After an arduous dissection in Calot’s triangle, a surgeon may rush the gallbladder removal from the liver, but beware. Avoidance of ductal injury in the liver bed depends upon staying in the correct plane of dissection, and patience combined with meticulous technique and experience will ensure safety.
In some cases of acute cholecystitis, the gallbladder “shells out” relatively easily from its edematous intrahepatic bed. In other cases, and especially in chronic cholecystitis, the dissection of the gallbladder out of the liver bed can be tedious, frustrating, and quite bloody. Hemostasis can take some time, and many tricks (argon beam, cautery, packing, hemostatics) to achieve, but one must do so. Subtotal cholecystectomy (leaving the hepatic side gallbladder wall) is always a valid option (Fig. 14.3).
We use postoperative drains selectively but liberally. Conclude by cleaning up the RUQ, re-assuring hemostasis, and closing the incision and skin.
We use perioperative antibiotic prophylaxis for open, but not laparoscopic, cholecystectomy. Any NG Tubes are removed.
When dictating the operative note, specify the circumstances of conversion to open cholecystectomy, stressing safety and surgical judgment.
Postoperative Management
Typically, recovery from open cholecystectomy is more rapid than other open abdominal procedures. Awareness of complications is paramount, but with none, limited size
incisions heal well, diets can be advanced within 1 to 2 days, and discharge by 3 to 4 days. Full activity is resumed gradually over ensuing weeks, with restricted weight lifting for 6 weeks.

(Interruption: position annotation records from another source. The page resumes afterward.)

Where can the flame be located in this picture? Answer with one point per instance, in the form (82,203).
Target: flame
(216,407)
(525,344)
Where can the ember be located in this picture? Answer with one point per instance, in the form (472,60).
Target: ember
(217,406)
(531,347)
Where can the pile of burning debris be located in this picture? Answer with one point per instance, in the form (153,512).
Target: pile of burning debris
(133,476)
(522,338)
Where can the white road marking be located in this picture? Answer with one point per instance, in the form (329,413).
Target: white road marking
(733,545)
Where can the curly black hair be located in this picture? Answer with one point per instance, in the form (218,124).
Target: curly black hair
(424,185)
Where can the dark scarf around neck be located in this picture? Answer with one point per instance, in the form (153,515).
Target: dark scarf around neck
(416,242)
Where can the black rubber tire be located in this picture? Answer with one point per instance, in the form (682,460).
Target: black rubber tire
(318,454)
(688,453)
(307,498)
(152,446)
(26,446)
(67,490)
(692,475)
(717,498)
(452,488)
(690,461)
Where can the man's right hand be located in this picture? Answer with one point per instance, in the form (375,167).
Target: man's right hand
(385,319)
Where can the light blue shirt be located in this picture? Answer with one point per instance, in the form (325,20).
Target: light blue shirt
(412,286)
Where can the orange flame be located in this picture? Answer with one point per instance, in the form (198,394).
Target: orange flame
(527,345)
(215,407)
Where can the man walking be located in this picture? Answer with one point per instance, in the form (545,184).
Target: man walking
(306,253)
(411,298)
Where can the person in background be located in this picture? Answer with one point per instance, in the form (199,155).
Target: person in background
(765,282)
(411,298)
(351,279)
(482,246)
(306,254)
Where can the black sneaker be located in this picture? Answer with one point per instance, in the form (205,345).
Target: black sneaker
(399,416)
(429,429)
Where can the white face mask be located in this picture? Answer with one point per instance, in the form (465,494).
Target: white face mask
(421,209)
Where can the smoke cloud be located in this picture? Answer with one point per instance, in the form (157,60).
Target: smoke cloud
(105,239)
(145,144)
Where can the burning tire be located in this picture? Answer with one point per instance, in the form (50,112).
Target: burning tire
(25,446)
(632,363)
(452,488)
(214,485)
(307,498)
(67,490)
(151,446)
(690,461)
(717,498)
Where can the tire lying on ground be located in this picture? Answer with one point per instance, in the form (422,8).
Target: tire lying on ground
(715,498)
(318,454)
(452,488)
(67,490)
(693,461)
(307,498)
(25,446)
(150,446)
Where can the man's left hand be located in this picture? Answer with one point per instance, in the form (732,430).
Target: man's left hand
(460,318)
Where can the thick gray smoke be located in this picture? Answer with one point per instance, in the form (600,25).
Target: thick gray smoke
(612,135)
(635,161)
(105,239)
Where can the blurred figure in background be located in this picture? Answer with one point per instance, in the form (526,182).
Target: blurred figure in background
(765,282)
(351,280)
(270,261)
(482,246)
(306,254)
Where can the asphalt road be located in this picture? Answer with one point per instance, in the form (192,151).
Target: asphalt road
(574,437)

incisions heal well, diets can be advanced within 1 to 2 days, and discharge by 3 to 4 days. Full activity is resumed gradually over ensuing weeks, with restricted weight lifting for 6 weeks.
Complications
Hemorrhage, intra-abdominal abscess and the full-spectrum of bile duct injuries are the most significant postoperative complications of open cholecystectomy. Other less frequent complications include retained bile duct stones, bowel obstruction, hepatic dysfunction, pancreatitis, gastrointestinal bleeding, and the need for reintervention (<1% of patients).
Sources of intraoperative bleeding include the liver bed, hepatic artery and its branches, a replaced right hepatic artery (which courses to the right of the CBD), and the portal vein as well. Most hemorrhage sources are controlled intraoperatively. Rarely postoperative bleeding may result in a self-contained subhepatic hematoma or serious hemoperitoneum with shock.